Li Yuqing, Shao Xinhui
Department of Mathematics, College of Sciences, Northeastern University, Shenyang, China.
Department of Mathematics, College of Sciences, Northeastern University, Shenyang, China.
J Biomed Inform. 2024 Dec;160:104756. doi: 10.1016/j.jbi.2024.104756. Epub 2024 Nov 30.
In contrast to sentence-level relational extraction, document-level relation extraction poses greater challenges as a document typically contains multiple entities, and one entity may be associated with multiple other entities. Existing methods often rely on graph structures to capture path representations between entity pairs. However, this paper introduces a novel approach called local entity pooling that solely relies on the pre-training model to identify the bridge entity related to the current entity pair and generate the reasoning path representation. This technique effectively mitigates the multi-entity problem. Additionally, the model leverages the multi-entity and multi-label characteristics of the document to acquire the document's thematic representation, thereby enhancing the document-level relation extraction task. Experimental evaluations conducted on two biomedical datasets, CDR and GDA. Our TCLEP (Thematic Capture and Localized Entity Pooling) model achieved the Macro-F1 scores of 71.7% and 85.3%, respectively. Simultaneously, we incorporated local entity pooling and thematic capture modules into the state-of-the-art model, resulting in performance improvements of 1.5% and 0.2% on the respective datasets. These results highlight the advanced performance of our proposed approach.

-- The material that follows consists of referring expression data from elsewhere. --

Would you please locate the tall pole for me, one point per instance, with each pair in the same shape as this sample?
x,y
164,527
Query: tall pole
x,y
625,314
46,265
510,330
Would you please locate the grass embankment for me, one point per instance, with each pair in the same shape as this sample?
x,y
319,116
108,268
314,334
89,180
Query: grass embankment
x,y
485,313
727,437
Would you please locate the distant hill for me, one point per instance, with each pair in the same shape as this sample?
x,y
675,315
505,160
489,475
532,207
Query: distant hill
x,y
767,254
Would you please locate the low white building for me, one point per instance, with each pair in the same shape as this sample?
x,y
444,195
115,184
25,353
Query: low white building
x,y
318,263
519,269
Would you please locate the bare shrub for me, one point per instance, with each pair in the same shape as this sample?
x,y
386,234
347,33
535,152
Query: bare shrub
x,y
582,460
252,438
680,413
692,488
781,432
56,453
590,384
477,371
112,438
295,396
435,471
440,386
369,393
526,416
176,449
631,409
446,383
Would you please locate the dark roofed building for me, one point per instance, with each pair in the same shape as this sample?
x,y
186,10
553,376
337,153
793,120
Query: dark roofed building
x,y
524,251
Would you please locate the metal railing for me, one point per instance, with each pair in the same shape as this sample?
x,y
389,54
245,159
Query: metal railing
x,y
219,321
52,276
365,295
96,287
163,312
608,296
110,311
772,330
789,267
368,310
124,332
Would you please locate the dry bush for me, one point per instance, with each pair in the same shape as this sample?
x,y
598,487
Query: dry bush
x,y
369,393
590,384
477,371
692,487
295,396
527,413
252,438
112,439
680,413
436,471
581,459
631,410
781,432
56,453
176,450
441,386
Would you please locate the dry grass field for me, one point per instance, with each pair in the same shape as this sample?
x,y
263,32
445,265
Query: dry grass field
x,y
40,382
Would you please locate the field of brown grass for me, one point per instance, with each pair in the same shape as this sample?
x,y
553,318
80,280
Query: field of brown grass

与句子级关系抽取相比,文档级关系抽取带来了更大的挑战,因为文档通常包含多个实体,并且一个实体可能与多个其他实体相关联。现有方法通常依赖图结构来捕获实体对之间的路径表示。然而,本文介绍了一种名为局部实体池化的新颖方法,该方法仅依靠预训练模型来识别与当前实体对相关的桥梁实体并生成推理路径表示。这种技术有效地缓解了多实体问题。此外,该模型利用文档的多实体和多标签特征来获取文档的主题表示,从而增强文档级关系抽取任务。在两个生物医学数据集CDR和GDA上进行了实验评估。我们的TCLEP(主题捕获和局部实体池化)模型分别取得了71.7%和85.3%的宏F1分数。同时,我们将局部实体池化和主题捕获模块纳入到最先进的模型中,在各自的数据集上分别带来了1.5%和0.2%的性能提升。这些结果突出了我们所提出方法的先进性能。